The facts have already been stated at length, and no purpose would be served to restate them or the evidence upon which they are based. Viewing the record as a whole, we are satisfied that petitioner at all relevant times intended and expected that of the amounts advanced by him at least the bulk of his advances to the enterprise was of a temporary nature, and would be repaid shortly after completion of the improvements. When making such advances he was confident that sufficient refinancing would be obtainable for that purpose.

The determinative fact is his intention at that time. That intent cannot be vitiated by changed circumstances or by subsequent or newly-discovered difficulties, unforeseen at the time. We are satisfied that petitioner at all relevant times intended at least a major portion of the advances by him to be loans to the corporation, and that there was in fact a bona fide indebtedness to him in an amount that*52 embraced at least the payment in controversy herein. 2

Petitioner and the other interested parties had considered the possibility of a temporary improvement loan. Had they successfully negotiated such a loan it is inconceivable that respondent would challenge the bona fides of any such indebtedness to an independent lending institution. The record satisfies us that those parties, at least in part, put up their own money as a substitute for such loan.

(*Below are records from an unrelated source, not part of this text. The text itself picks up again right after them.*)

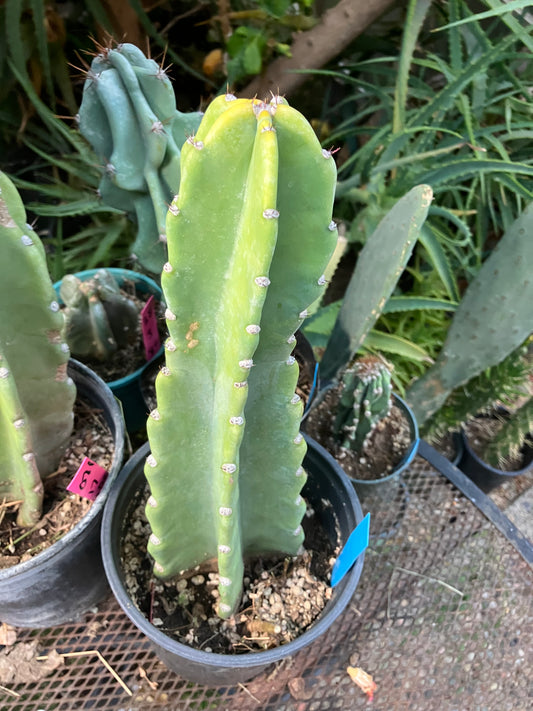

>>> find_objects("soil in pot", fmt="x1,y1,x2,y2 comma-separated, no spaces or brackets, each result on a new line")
0,398,114,568
305,384,412,481
64,279,168,383
121,484,338,654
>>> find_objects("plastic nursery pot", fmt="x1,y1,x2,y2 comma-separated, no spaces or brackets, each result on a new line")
102,437,364,686
453,428,533,494
350,393,420,500
0,359,125,627
54,267,164,433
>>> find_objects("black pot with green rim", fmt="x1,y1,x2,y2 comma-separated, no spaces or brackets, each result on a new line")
54,267,164,433
102,437,364,687
0,359,125,628
454,428,533,494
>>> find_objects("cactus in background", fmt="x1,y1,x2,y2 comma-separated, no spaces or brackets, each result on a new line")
145,95,337,617
406,203,533,424
319,185,433,385
79,44,202,273
59,269,139,361
0,172,76,525
333,355,392,452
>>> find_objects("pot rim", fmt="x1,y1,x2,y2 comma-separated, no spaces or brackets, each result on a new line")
101,433,364,669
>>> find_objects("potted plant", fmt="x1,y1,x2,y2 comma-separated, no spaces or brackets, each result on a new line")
305,185,432,494
54,267,164,433
0,173,124,627
102,94,362,684
406,204,533,490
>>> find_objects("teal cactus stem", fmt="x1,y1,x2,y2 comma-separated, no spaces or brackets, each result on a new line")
0,353,43,526
406,203,533,424
320,185,433,383
0,173,76,520
59,269,139,361
79,43,202,273
145,95,337,617
333,355,392,452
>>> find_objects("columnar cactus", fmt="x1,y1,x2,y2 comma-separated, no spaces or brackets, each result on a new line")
59,269,139,361
406,203,533,424
79,43,202,272
334,355,392,452
145,95,337,617
0,173,76,525
320,185,433,384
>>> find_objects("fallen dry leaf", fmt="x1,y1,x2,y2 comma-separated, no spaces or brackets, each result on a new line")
0,622,17,647
287,676,313,701
0,641,64,684
346,667,378,701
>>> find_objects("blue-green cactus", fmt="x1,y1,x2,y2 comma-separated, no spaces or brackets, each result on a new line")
145,95,337,617
406,203,533,424
79,43,202,273
333,355,392,452
59,269,139,361
0,173,76,525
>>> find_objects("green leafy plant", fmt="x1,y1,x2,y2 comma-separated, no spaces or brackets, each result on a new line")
145,95,337,617
59,269,139,361
0,173,76,526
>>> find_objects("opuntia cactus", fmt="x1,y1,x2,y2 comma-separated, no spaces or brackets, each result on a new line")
59,269,139,361
145,94,337,617
406,203,533,424
334,355,392,452
319,185,433,385
0,173,76,525
79,43,202,273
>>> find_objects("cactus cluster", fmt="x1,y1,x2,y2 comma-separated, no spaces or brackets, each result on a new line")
59,269,139,361
145,94,337,618
79,43,202,273
406,203,533,424
0,172,76,526
333,355,392,452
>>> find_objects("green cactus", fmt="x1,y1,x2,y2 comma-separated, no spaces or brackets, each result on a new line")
145,95,337,617
333,355,392,452
59,269,139,361
406,203,533,424
320,185,433,384
0,172,76,525
79,44,202,273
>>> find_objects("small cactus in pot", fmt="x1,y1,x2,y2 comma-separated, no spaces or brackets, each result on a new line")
145,95,337,618
59,269,139,361
333,355,392,452
0,172,76,526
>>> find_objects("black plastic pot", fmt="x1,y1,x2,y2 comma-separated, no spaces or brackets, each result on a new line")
0,359,124,627
102,437,364,686
453,428,533,494
54,267,164,433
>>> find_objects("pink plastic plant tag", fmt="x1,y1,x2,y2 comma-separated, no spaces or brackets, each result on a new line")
67,457,107,501
141,296,161,360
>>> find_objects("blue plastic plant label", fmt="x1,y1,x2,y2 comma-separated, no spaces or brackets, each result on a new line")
331,513,370,588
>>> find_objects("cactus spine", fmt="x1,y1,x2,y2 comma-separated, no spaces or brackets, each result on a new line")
334,355,392,452
59,269,139,361
320,185,433,384
79,44,202,273
0,173,76,525
406,203,533,424
145,95,337,617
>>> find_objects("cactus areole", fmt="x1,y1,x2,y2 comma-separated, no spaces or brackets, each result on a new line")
145,95,337,618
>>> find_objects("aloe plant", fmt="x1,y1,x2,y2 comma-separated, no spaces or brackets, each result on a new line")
79,43,202,272
0,172,76,526
145,94,337,617
406,203,533,424
59,269,139,361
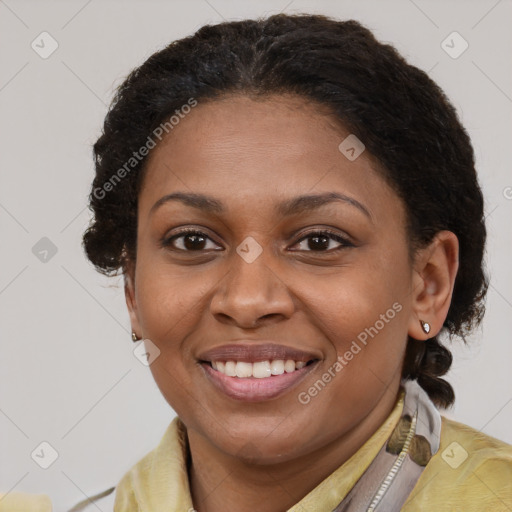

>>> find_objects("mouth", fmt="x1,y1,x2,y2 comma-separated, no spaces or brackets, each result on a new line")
199,344,321,402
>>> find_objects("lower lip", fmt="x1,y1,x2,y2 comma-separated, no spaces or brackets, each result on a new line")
201,361,318,402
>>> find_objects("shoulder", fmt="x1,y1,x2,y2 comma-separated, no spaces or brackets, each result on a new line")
114,417,191,512
402,417,512,512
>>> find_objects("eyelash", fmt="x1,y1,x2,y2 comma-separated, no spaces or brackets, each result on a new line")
161,228,354,254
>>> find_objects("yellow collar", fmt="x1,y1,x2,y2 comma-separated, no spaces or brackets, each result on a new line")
115,390,404,512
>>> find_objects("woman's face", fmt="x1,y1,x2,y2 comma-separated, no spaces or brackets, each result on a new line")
127,93,424,462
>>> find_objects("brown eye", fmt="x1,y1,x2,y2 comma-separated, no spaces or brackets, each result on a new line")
162,230,222,252
292,231,354,252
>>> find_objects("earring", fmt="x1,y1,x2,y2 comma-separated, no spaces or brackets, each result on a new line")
420,320,430,334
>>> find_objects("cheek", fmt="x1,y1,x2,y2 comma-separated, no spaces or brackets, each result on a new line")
136,264,214,344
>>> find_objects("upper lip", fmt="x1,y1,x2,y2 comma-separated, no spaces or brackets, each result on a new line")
198,340,321,363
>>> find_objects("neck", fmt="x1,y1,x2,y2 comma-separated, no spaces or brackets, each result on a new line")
187,388,396,512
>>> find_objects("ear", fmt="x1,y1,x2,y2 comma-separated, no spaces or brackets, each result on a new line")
408,231,459,340
124,264,143,339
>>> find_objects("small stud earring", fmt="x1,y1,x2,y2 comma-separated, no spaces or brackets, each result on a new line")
420,320,430,334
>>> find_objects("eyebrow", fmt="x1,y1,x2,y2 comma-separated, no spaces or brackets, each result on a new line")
149,192,373,221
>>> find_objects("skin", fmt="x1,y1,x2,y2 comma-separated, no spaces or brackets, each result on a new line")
125,96,458,512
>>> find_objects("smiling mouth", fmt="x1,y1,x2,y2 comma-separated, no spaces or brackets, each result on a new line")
205,359,317,379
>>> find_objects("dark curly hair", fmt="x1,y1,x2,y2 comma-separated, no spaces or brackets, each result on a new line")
83,14,488,407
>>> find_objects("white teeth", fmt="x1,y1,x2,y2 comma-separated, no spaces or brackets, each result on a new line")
236,361,252,379
208,359,307,379
225,361,236,377
270,359,284,375
252,361,272,379
284,359,295,373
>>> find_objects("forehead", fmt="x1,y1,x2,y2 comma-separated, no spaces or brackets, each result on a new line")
139,96,400,226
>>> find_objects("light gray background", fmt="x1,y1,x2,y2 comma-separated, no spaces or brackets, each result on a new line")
0,0,512,511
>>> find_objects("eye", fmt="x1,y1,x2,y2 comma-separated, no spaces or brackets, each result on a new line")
292,230,354,252
161,229,222,252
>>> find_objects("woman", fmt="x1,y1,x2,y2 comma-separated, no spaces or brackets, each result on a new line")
3,15,512,512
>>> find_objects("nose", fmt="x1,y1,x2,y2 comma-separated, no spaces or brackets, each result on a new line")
210,249,295,329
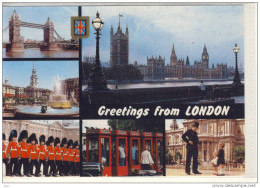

We are not impressed by respondent's reliance upon the absence of written evidence of indebtedness or of security at the outset. The lenders expected at least the major portion of the advances to remain outstanding only for a short period, and together they controlled the corporation directly, or indirectly through their families. The foregoing facts rob the initial absence of notes*53 and the informality of the transaction of much of the significance which respondent purports to see therein.

The sum in the amount of $11,250 received by petitioner during the taxable year 1949 was not in excess of the amount owed him by the corporation, and was intended as partial repayment thereof. No part of that receipt constitutes a taxable dividend to petitioner, and respondent erred in determining a deficiency in petitioner's income tax for the calendar year 1949.

Decision will be entered for the petitioner.


Footnotes

  • 1. See footnote on next page.

  • 1. Neither the stipulated facts nor the note in evidence indicates whether the payee of this note was Walter Reade, Sr. or Walter Reade, Jr.

  • 2. We do not here decide whether the entire amount of advances by petitioner constituted a loan, or whether in fact a part thereof was more in the nature of equity capital. Our finding to the effect that there was a loan in excess of the amount received by petitioner makes unnecessary for purposes of the instant proceeding such further determination.